Literature DB >> 28956539

Appropriateness of antibiotic prescription for targeted therapy of infections caused by multidrug-resistant bacteria: assessment of the most common improper uses in a tertiary hospital in southern Italy.

Giulio Viceconte1, Alberto Enrico Maraolo1, Vita Dora Iula2, Maria Rosaria Catania2, Grazia Tosone1, Raffaele Orlando1.   

Abstract

A huge proportion of antibiotic therapies for infections caused by multidrug-resistant bacteria (MDR) are inappropriate. In this study, we described the most common causes of inappropriateness of definitive antibiotic regimes in a large university hospital in southern Italy and we evaluated the impact on microbial eradication, length of stay, 30-day readmission and mortality. We retrospectively assessed 45 patients who received a definitive antibiotic therapy after isolation of multidrug-resistant Staphylococcus aureus, Enterococcus spp., Enterobacteriaceae, Pseudomonas aeruginosa and Acinetobacter spp. strains between 2014 and 2015. From the literature, we set a series of criteria to retrospectively determine the appropriateness of the therapy.
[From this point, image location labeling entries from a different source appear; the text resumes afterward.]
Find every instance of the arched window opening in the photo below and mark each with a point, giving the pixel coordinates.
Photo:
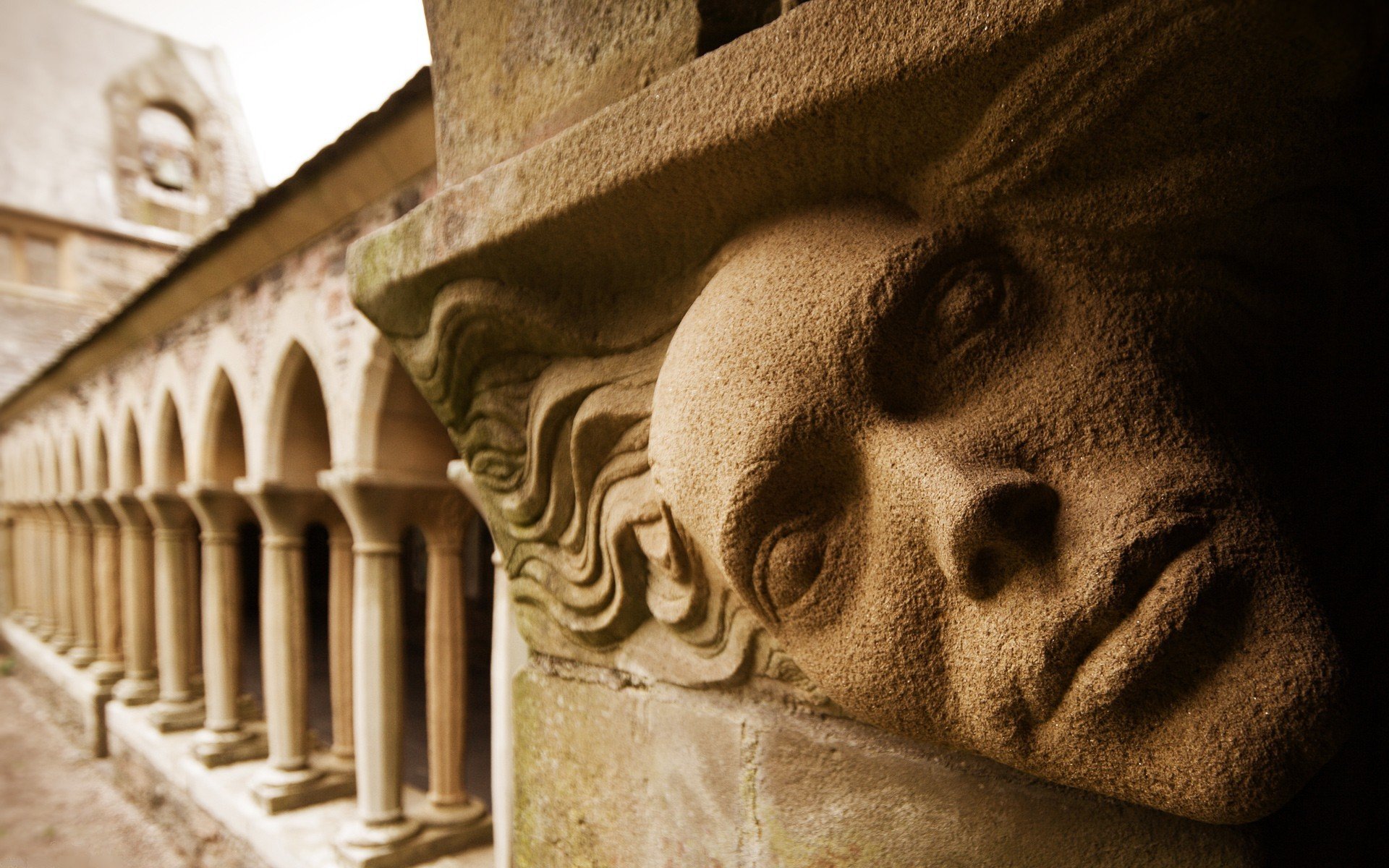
(101, 472)
(132, 474)
(415, 570)
(169, 149)
(171, 467)
(226, 439)
(410, 438)
(317, 563)
(303, 424)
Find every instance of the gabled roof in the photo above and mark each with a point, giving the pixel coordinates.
(57, 60)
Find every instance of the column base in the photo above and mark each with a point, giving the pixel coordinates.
(277, 791)
(464, 814)
(415, 843)
(81, 656)
(137, 691)
(216, 749)
(106, 673)
(169, 715)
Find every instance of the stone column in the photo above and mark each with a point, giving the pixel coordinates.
(80, 581)
(139, 685)
(446, 673)
(178, 706)
(380, 507)
(24, 567)
(339, 637)
(289, 780)
(193, 570)
(106, 579)
(7, 597)
(224, 736)
(60, 593)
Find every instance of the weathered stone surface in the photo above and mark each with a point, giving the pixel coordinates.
(616, 777)
(922, 356)
(509, 75)
(833, 792)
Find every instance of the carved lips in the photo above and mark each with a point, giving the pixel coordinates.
(1152, 585)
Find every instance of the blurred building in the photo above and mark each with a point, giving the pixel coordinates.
(119, 148)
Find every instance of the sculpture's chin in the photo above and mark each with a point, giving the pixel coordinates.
(1227, 733)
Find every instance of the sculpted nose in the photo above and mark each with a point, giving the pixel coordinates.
(990, 527)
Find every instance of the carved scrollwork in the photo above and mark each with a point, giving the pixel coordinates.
(556, 445)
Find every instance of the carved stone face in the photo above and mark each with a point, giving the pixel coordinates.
(970, 482)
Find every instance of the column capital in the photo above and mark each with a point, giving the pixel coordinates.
(128, 510)
(74, 513)
(218, 510)
(52, 510)
(380, 506)
(284, 510)
(98, 510)
(167, 510)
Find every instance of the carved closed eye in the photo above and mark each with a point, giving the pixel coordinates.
(970, 296)
(943, 309)
(789, 561)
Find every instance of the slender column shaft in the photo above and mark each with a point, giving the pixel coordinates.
(221, 631)
(84, 593)
(446, 677)
(171, 618)
(377, 679)
(137, 603)
(61, 582)
(31, 573)
(106, 570)
(192, 567)
(339, 639)
(6, 567)
(284, 652)
(22, 570)
(43, 578)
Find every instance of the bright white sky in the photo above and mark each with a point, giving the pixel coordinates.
(306, 69)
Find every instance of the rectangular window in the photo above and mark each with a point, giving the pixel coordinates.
(42, 256)
(7, 264)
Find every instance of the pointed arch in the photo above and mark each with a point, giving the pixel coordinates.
(99, 469)
(170, 464)
(299, 441)
(129, 467)
(398, 430)
(223, 453)
(71, 466)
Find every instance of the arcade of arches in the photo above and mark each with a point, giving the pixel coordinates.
(235, 538)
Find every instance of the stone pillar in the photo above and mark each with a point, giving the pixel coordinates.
(139, 685)
(193, 570)
(59, 581)
(178, 706)
(446, 674)
(339, 637)
(24, 567)
(224, 736)
(106, 579)
(80, 581)
(380, 507)
(7, 596)
(289, 780)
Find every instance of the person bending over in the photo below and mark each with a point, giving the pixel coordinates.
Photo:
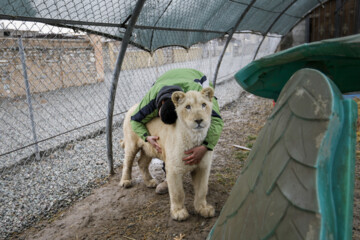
(157, 103)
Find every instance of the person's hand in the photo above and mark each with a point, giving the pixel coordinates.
(153, 141)
(196, 154)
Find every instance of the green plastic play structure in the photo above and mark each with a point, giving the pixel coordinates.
(338, 58)
(299, 179)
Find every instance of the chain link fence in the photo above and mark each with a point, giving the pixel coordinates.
(54, 90)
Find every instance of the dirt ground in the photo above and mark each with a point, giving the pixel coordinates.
(111, 212)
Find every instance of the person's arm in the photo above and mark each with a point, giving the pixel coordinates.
(215, 129)
(214, 132)
(145, 112)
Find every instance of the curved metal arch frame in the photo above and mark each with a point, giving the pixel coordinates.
(126, 41)
(115, 80)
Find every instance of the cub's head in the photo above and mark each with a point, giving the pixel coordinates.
(194, 108)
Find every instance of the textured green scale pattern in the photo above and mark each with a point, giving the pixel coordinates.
(292, 187)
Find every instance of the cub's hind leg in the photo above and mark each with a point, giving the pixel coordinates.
(130, 153)
(144, 162)
(200, 178)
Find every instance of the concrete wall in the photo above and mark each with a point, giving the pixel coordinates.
(51, 64)
(61, 63)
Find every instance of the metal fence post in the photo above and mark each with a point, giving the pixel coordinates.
(115, 80)
(28, 97)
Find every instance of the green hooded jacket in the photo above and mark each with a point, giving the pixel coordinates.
(186, 79)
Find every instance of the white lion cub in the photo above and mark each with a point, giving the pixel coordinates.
(194, 118)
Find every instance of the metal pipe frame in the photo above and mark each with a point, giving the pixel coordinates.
(115, 80)
(28, 97)
(232, 31)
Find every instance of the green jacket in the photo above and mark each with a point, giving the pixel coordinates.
(186, 79)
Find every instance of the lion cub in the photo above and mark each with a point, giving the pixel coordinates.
(194, 118)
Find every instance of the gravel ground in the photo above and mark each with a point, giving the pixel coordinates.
(32, 189)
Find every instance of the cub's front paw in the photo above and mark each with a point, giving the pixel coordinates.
(206, 211)
(125, 183)
(151, 183)
(179, 215)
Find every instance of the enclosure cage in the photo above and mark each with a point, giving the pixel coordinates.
(61, 94)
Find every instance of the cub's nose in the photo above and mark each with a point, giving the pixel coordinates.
(198, 121)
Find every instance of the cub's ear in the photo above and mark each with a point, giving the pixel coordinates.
(177, 97)
(208, 93)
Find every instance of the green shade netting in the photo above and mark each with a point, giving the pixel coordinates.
(164, 23)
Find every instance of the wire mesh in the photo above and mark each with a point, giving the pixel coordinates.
(69, 75)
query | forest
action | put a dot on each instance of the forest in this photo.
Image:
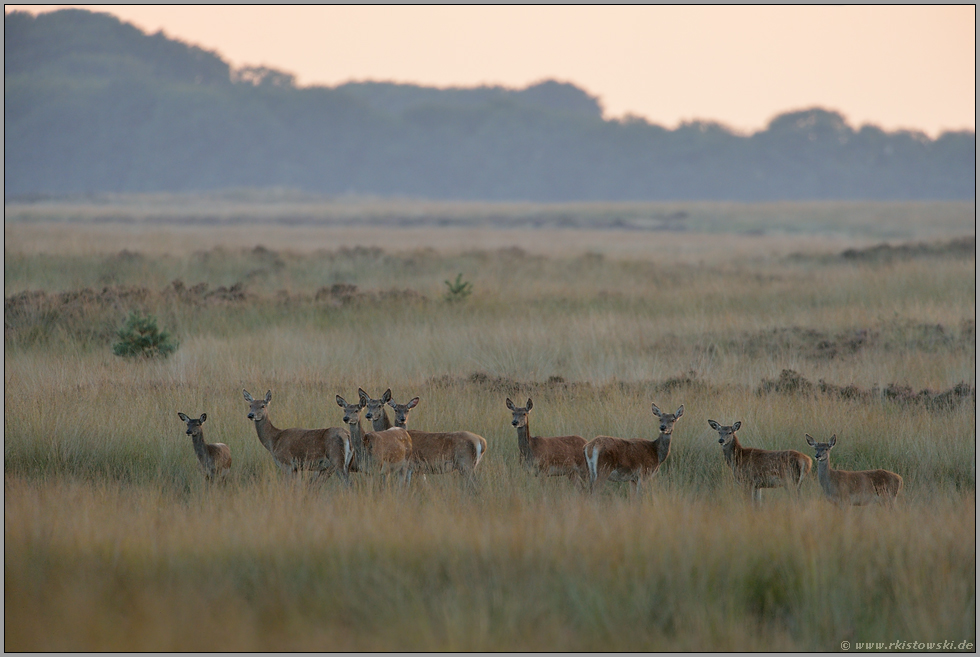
(93, 104)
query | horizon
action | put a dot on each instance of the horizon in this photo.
(906, 83)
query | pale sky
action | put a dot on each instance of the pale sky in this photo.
(908, 67)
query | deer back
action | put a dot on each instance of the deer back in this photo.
(446, 451)
(389, 448)
(769, 468)
(626, 458)
(557, 454)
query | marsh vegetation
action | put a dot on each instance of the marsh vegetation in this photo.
(114, 541)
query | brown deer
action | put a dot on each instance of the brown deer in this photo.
(559, 456)
(376, 409)
(320, 450)
(439, 453)
(215, 459)
(634, 460)
(386, 452)
(856, 488)
(755, 469)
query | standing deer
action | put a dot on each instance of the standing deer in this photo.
(634, 460)
(376, 409)
(387, 452)
(847, 487)
(215, 459)
(321, 450)
(439, 453)
(755, 469)
(559, 456)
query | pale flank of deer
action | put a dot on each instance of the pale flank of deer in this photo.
(324, 451)
(634, 460)
(755, 469)
(845, 487)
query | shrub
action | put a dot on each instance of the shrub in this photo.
(140, 337)
(459, 289)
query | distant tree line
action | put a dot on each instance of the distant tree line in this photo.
(92, 104)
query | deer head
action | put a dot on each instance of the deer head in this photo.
(257, 408)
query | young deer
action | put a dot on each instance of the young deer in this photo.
(634, 460)
(439, 453)
(321, 450)
(847, 487)
(387, 452)
(755, 469)
(560, 456)
(376, 409)
(215, 459)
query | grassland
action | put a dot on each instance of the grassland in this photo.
(757, 313)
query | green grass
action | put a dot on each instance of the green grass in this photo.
(114, 542)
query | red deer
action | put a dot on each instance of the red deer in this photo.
(559, 456)
(755, 469)
(376, 409)
(215, 459)
(848, 487)
(439, 453)
(634, 460)
(386, 452)
(320, 450)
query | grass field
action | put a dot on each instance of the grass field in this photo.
(854, 319)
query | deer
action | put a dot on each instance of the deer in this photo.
(443, 452)
(755, 469)
(388, 451)
(856, 488)
(320, 450)
(558, 456)
(376, 409)
(215, 459)
(634, 459)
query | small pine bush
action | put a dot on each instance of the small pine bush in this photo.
(458, 290)
(140, 337)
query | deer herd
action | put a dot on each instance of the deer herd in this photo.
(398, 452)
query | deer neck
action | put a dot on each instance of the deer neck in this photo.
(268, 434)
(524, 441)
(381, 423)
(663, 447)
(733, 452)
(200, 449)
(357, 440)
(825, 475)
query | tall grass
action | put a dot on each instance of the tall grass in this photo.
(114, 542)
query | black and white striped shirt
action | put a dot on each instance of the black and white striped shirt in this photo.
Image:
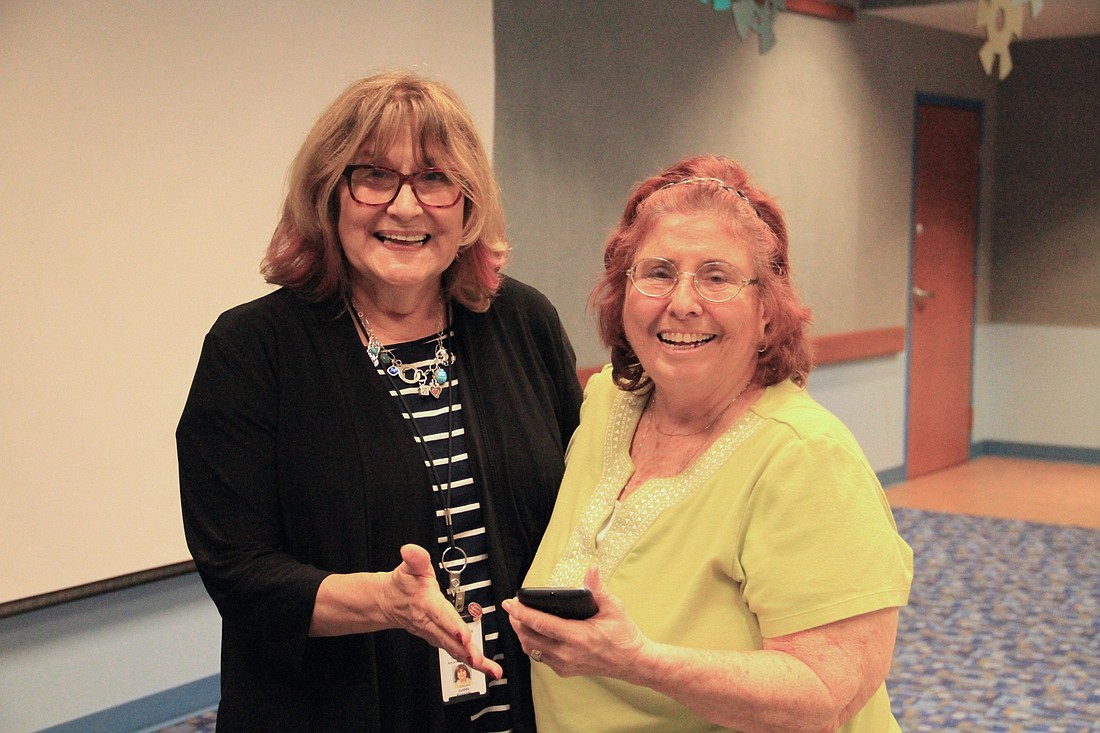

In all, 61% of the prescribed antibiotic regimes were found to be inappropriate, especially due to incorrect drug dosage. It emerged that meropenem was the antibiotic most frequently inappropriately used. In 46% of infections caused by MDR but not extended-spectrum β-lactamase-producing Enterobacteriaceae, carbapenems were inappropriately administered. Microbial eradication was achieved in 87% of the appropriate therapy group compared to 31% of the inappropriate therapy group (chi-square=6.750, p<0.027). No statistically significant association was found between inappropriate therapy and the length of stay (chi-square=3.084, p=0.101) and 30-day readmission (p=0.103). Definitive antibiotic therapy in infections caused by multidrug-resistant bacteria in a large university hospital is often inappropriate, especially due to the drug dosing regimen, particularly in the case of meropenem and colistin. This inappropriateness has a significant impact on post-treatment microbial eradication in specimens collected after antibiotic therapy.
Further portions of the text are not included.